Anki scripting crimes, part 4: Using media storage to implement offline support

Introduction

We already learned a lot about scripting on and with Anki cards. This time we are going to learn about loading additional data from our scripts on-demand in a way that works offline on all Anki platforms like AnkiDroid and Anki Mobile.

Of all techniques you are going to learn in this series the ones presented in this post are possibly the most hacky and deranged, but bear with me, it's all going to make sense in the end.

As with the other posts in this series, this one too is going to be a hands-on tutorial. You can continue with the code from the last post or from its solution. This post has a solution as well.

The problem with additional files

In the first post, we added animated Kanji by putting them in a well-defined place with an ID, then reading the Kanji in JavaScript, and using it their text value to create an animated character with HanziWriter in the same div.

Under the hood, HanziWriter will load a JSON from the internet that contains SVG data and additional information it requires to show the animation. This is not really a problem when you are practicing Kanji at home on your computer, but what if you are sitting on an Airplane, or are running on a slow or expensive internet connection? Then your animated Kanji will either take longer to load, or not work at all.

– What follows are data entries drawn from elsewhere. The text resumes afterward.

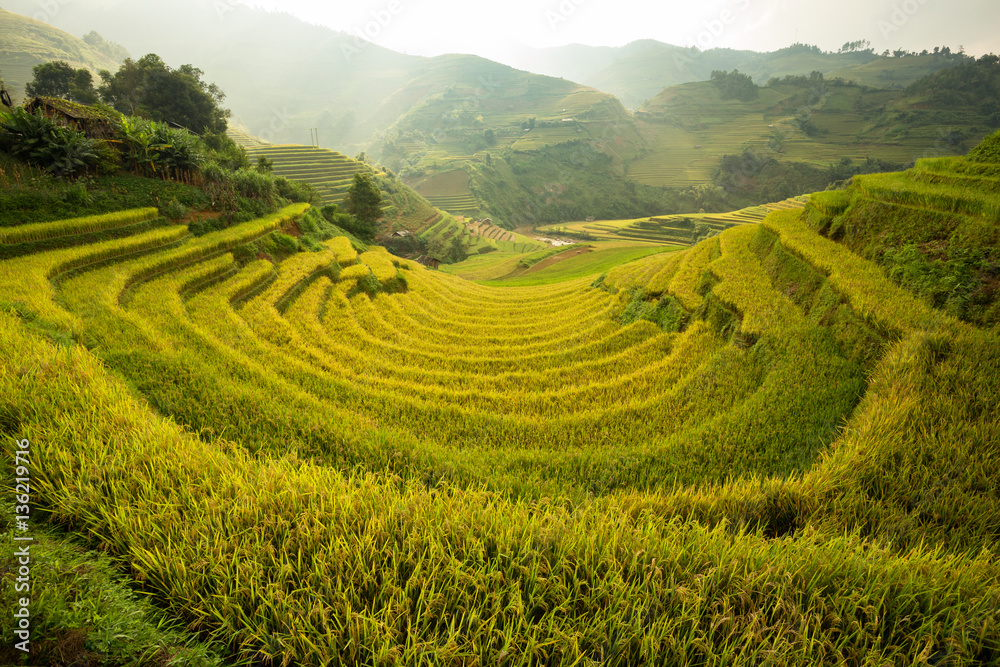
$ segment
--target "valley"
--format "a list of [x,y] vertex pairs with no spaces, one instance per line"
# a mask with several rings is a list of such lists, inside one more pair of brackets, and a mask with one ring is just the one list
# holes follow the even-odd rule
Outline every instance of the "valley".
[[48,18],[0,664],[1000,664],[996,56]]

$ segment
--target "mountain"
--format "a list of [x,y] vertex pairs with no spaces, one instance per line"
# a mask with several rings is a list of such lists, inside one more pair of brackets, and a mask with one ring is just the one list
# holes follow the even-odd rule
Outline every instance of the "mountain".
[[664,88],[705,81],[715,70],[749,74],[758,84],[771,78],[821,72],[882,88],[902,88],[927,74],[961,62],[961,54],[886,57],[868,51],[825,53],[804,44],[770,53],[685,48],[652,39],[621,47],[572,44],[547,49],[524,47],[507,62],[532,72],[558,76],[617,96],[630,109]]
[[88,69],[95,79],[98,71],[114,71],[119,65],[82,39],[38,19],[0,9],[0,74],[15,97],[24,94],[32,67],[53,60]]
[[[34,11],[29,0],[7,4]],[[506,227],[740,208],[822,189],[846,177],[828,173],[845,158],[902,166],[960,152],[993,127],[985,107],[938,113],[939,100],[900,102],[885,89],[961,54],[703,52],[645,40],[525,50],[512,66],[405,55],[288,14],[199,0],[75,0],[50,20],[200,68],[225,91],[234,125],[265,141],[363,151],[443,209]],[[737,69],[758,84],[778,80],[751,101],[723,99],[706,82]],[[811,72],[881,89],[785,80]],[[746,149],[762,155],[753,173],[722,175],[740,193],[706,190],[722,160]]]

Similar problems arise not just with character SVGs, but with any data you need on your template that is not directly connected to a card. Say, your cards have a unicorn and a duck theme that you can switch on the card, each with their own background image. Where do you put unicorn.png and duck.png?

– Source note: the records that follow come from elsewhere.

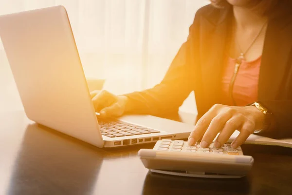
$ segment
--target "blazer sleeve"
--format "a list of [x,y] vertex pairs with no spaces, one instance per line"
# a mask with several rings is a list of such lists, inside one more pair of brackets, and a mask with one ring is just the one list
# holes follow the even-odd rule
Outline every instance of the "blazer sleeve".
[[127,112],[158,116],[177,112],[193,90],[190,58],[198,53],[193,49],[198,47],[197,14],[189,28],[187,41],[181,46],[162,81],[151,89],[126,95],[129,99]]
[[275,139],[292,137],[292,100],[260,101],[273,114],[270,129],[258,135]]
[[[291,64],[292,65],[292,64]],[[287,82],[281,89],[284,95],[283,99],[260,100],[272,112],[273,122],[270,129],[261,132],[259,135],[279,139],[292,137],[292,66],[290,68]]]

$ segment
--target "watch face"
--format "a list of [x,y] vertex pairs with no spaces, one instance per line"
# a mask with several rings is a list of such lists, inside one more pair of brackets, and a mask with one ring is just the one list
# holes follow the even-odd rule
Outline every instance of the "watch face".
[[257,102],[255,102],[255,105],[261,112],[264,113],[264,114],[266,114],[268,112],[268,110],[266,108],[264,108],[261,105],[259,104]]

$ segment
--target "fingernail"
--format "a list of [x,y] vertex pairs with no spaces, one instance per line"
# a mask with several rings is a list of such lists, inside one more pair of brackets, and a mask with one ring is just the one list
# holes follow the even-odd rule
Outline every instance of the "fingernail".
[[237,140],[234,140],[232,142],[232,143],[231,143],[231,147],[234,149],[237,148],[238,147],[237,142]]
[[215,141],[215,143],[214,143],[213,145],[215,147],[215,148],[220,148],[221,147],[221,144],[220,143],[219,143],[218,141]]
[[106,115],[106,112],[105,111],[101,111],[100,113],[99,113],[99,114],[100,114],[100,115],[101,116],[104,116]]
[[202,148],[207,148],[208,146],[209,146],[209,145],[210,145],[209,143],[208,143],[205,140],[202,140],[201,142],[201,147]]
[[193,137],[190,138],[187,140],[187,144],[190,146],[192,146],[195,143],[195,139]]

Asked more generally: where do you put it additional files, if Anki only has a textbox for HTML and CSS, but not for files?

`hanzi-writer-data`

Lucky for us, the author of HanziWriter, chanind anticipated the problem of unreliable or missing internet connection when using HanziWriter in a mobile app. To get around this, they publish the data separately in the hanzi-writer-data module, so that we can package it with an apps (or in our case, an Anki template) in a suitable way, and then we can use customization options in HanziWriter itself to load the data from another source.

Let's install the data locally by adding it to our package.json:

npm install --save-dev hanzi-writer-data

If you now check in node_modules/hanzi-writer-data, you'll see a big pile of JSON files like 一.json, 丁.json and so on. This is the data HanziWriter needs to render a particular character.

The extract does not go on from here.